In his lecture at 7 p.m Tuesday in the Hultquist Center, Goldberg will join his former student, fellow artist and co-author Amber Scoon in discussing the book they published through Atropos Press in June. By Goldberg’s estimate, he’s known Scoon 15 years, but it wasn’t until about two and a half years ago, when they began thinking about publishing a book, that they started recording their conversations.
As the book’s back cover reads: “? is a collaborative text of conversation between two artists that challenge themselves to articulate their questions and insights. The exchanges include ideas about ownership, instability, nature, curiosity, language, contemporary art, ghosts, religion, fetish objects and consciousness.”
“In life, we’re asked to have answers,” Goldberg said.
In the book, however, Goldberg and Scoon are “more interested in exploration” than in providing answers.
The book’s unique structure features selections from transcribed conversations between the two, but without identifying whether Scoon or Goldberg is the one speaking. As the thoughts aren’t personalized, “you can just read the ideas,” Goldberg said.
The book also leaves room for interaction on the part of the reader, as all the pages on the left hand side of the book are blank. Goldberg said this should encourage readers to draw, take notes or write their own ideas in the open space.
Both authors helped design the book, but that’s the only visual art either of them incorporated into the final product. Goldberg, a painter, works as a professor at The Cooper Union School of Art and Queens College CUNY, while Scoon is the John Berger Fellow at the European Graduate School and a professor at the Institute for Critical Philosophy at the Global Center for Advanced Studies. Despite their credentials, neither discusses their own work, or includes images of any sort, in their book. It’s an art book with no pictures, but as Goldberg said, that’s because the book is about more than art.

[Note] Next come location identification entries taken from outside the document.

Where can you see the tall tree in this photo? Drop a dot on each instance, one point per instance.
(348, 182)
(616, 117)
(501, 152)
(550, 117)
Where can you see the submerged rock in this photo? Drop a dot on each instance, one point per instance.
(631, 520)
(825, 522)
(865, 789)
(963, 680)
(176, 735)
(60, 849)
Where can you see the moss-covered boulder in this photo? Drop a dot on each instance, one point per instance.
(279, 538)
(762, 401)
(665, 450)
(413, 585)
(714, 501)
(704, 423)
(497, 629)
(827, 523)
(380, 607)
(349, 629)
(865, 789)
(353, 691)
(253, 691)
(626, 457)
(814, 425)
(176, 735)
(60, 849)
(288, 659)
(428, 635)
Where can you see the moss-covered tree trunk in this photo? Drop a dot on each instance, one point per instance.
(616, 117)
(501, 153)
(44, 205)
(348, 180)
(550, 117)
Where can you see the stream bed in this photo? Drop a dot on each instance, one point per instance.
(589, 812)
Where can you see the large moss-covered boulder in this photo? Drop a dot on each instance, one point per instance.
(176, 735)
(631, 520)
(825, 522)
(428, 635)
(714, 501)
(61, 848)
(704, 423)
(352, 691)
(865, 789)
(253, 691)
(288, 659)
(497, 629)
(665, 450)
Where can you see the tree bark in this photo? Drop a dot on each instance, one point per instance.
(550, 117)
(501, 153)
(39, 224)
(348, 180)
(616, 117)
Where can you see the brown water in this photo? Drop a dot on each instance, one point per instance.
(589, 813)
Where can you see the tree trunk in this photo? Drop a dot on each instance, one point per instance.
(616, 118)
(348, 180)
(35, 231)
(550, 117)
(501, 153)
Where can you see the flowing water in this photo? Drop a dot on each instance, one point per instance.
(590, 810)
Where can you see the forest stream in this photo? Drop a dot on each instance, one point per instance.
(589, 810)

One caveat is that art can only be discussed through words up to a point. Just as one spoken language cannot be fully translated to any other spoken language, that difficulty “gets compounded when you talk about art and words,” Goldberg said.
“With art, there’s a huge difference between physical presence — physical meaning — and spoken meaning,” he said.
Goldberg has been teaching a seminar and a drawing class for Visual Arts at Chautauqua Institution’s School of Art. He estimates he first visited 25 years ago and that he has taught more than 20 summers.
He has had images of his artwork appear in art books before, but publishing a book of writing is new for him. Scoon, who studied at VACI’s School of Art in 1999, previously published another book from Atropos Press on art and philosophy, Quantum Art, which she discussed in a 2013 VACI lecture.
? is available through Barnes & Noble and Amazon. Goldberg and Scoon are bringing their own copies to the lecture, and some copies may be available at the Chautauqua Bookstore.